This post was originally published on this site

A Central Texas nurse likely infected at least one patient with Hepatitis C when the nurse reused saline syringes, according to a report this month from the Centers for Disease Control and Prevention.

The 2015 incident happened in Region 7 of the Department of State Health Services, a 30-county area that includes the Austin metro area counties of Travis, Williamson, Hays and Bastrop, agency spokesman Chris Van Deusen said.

Because “communicable disease investigations are confidential,” he said, the department would not the county or hospital where the incident took place.

The nurse had been reusing pre-filled syringes for saline flushes in the IVs of multiple patients, putting the patients at risk of contracting blood-borne diseases, the report said.

The incident was reported to the health services department in October 2015.

“The nurse reported reusing syringes during the previous six months, erroneously believing that this was a safe, cost-saving measure if no fluids were withdrawn into the syringe before injection of the saline flush,” the report said.

The nurse had been working at the health unit for 18 months and had not worked at another health care facility before, the report said.

The hospital notified patients and offered screenings to patients who might have been cared for by the nurse from April 2014 to October 2015, the reports said.

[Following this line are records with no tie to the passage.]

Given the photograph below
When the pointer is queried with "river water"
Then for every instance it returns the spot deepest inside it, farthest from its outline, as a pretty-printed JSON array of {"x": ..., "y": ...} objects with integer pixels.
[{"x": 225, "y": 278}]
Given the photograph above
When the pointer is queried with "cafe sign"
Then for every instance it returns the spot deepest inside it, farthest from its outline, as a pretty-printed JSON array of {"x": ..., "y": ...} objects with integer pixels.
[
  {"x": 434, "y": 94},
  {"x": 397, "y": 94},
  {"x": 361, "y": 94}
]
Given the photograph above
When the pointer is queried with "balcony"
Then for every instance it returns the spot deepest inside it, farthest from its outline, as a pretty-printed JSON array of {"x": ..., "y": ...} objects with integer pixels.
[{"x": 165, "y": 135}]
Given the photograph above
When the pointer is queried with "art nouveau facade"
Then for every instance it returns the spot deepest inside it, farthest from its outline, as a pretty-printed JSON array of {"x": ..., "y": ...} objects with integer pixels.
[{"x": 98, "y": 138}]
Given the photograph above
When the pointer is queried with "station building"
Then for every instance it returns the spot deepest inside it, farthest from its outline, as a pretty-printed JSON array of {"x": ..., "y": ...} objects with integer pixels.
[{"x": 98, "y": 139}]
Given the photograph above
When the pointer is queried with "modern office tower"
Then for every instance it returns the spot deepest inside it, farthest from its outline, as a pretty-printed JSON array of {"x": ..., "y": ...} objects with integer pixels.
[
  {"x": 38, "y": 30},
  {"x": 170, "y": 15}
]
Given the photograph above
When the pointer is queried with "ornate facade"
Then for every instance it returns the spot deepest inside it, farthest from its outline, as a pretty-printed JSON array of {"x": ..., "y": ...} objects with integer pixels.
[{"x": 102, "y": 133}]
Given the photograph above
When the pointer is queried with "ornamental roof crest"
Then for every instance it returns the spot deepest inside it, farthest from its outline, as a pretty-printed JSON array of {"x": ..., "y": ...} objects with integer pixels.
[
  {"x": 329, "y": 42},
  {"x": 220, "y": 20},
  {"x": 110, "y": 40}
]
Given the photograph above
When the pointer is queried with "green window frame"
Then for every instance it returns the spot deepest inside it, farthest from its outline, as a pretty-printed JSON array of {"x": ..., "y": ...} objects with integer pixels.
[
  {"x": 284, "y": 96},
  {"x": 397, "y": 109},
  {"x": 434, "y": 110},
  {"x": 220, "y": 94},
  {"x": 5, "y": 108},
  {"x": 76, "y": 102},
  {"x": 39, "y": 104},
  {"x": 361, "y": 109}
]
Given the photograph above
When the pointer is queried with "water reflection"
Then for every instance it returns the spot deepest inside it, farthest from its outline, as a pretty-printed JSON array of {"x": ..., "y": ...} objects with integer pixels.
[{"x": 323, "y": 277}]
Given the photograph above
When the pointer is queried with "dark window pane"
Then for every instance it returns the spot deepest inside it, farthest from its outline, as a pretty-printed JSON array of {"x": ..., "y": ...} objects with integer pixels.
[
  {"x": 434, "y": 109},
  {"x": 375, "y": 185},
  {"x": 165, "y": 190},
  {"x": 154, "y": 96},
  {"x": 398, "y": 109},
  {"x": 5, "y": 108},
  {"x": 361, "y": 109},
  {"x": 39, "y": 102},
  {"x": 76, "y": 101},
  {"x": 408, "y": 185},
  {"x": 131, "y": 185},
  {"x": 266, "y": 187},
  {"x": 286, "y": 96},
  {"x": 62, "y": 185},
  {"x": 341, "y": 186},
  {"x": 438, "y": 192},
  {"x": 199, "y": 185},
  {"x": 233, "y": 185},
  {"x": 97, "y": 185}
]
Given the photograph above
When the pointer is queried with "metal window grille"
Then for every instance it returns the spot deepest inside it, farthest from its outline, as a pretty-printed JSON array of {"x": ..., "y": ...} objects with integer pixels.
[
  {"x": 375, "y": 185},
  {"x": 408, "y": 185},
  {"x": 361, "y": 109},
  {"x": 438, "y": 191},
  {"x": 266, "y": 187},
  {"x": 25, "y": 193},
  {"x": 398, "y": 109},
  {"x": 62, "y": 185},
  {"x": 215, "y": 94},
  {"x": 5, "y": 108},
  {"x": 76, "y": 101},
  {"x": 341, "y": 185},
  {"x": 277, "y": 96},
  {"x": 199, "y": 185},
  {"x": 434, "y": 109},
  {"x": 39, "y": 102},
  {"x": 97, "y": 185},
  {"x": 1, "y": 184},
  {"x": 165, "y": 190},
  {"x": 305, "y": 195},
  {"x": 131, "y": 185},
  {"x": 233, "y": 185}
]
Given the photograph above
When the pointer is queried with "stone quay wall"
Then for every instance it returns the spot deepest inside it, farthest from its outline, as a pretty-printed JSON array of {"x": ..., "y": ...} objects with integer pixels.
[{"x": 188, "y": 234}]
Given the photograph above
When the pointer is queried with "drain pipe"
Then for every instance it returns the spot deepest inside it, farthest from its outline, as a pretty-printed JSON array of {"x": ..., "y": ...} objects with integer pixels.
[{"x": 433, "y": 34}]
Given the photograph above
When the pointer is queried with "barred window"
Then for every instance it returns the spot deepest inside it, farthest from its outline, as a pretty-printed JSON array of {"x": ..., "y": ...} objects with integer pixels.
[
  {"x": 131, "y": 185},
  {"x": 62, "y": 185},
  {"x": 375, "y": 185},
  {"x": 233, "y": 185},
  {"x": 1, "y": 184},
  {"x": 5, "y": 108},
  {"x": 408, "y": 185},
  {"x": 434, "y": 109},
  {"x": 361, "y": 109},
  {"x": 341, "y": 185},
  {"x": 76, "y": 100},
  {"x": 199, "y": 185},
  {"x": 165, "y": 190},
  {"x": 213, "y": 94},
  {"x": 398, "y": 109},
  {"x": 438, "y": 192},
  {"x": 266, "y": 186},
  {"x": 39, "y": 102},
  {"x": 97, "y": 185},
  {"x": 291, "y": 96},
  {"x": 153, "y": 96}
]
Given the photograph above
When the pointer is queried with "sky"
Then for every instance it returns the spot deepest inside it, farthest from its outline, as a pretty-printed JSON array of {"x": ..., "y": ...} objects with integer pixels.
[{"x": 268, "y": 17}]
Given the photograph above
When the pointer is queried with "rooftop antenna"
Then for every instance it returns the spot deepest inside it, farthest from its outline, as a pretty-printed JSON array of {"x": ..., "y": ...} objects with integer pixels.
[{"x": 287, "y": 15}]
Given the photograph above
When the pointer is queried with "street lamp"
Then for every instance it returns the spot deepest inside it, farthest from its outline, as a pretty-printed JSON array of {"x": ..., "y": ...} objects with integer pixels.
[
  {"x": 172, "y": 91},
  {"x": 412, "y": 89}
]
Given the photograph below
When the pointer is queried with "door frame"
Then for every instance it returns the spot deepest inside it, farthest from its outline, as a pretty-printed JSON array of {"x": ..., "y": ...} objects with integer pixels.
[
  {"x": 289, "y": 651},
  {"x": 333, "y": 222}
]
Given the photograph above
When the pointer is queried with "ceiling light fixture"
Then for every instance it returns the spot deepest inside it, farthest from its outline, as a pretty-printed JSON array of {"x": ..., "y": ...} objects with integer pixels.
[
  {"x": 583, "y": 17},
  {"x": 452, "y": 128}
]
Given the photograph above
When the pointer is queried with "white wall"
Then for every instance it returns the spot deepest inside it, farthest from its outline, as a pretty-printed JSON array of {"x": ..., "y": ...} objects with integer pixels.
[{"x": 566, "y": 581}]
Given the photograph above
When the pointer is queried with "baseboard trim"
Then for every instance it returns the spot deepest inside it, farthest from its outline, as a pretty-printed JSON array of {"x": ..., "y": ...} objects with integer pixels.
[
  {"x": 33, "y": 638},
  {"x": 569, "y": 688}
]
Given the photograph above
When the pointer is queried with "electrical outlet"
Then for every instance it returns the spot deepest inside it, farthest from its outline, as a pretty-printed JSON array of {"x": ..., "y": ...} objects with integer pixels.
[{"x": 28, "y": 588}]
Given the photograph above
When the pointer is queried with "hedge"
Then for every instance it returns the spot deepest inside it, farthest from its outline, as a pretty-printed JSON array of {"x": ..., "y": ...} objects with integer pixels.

As of October 2016, 67 percent of these patients had completed an initial screening, and 46 percent of them had completed all recommended tests, the report said.

Four patients with newly diagnosed blood-borne pathogen infections were identified: two with Hepatitis B and two with Hepatitis C.

One patient had been hospitalized the same day as a second patient, and they shared the same rare strain of Hepatitis C, the report says. The other patients did not share overlapping hospital days with any patient with these infections.

“Taken together, these findings indicate that at least one (Hepatitis C) infection was likely transmitted in the telemetry unit as a result of inappropriate reuse and sharing of saline flush syringes for multiple patients,” the report concludes.

“This investigation illustrates a need for ongoing education and oversight of health care providers regarding safe injection practices,” the report said.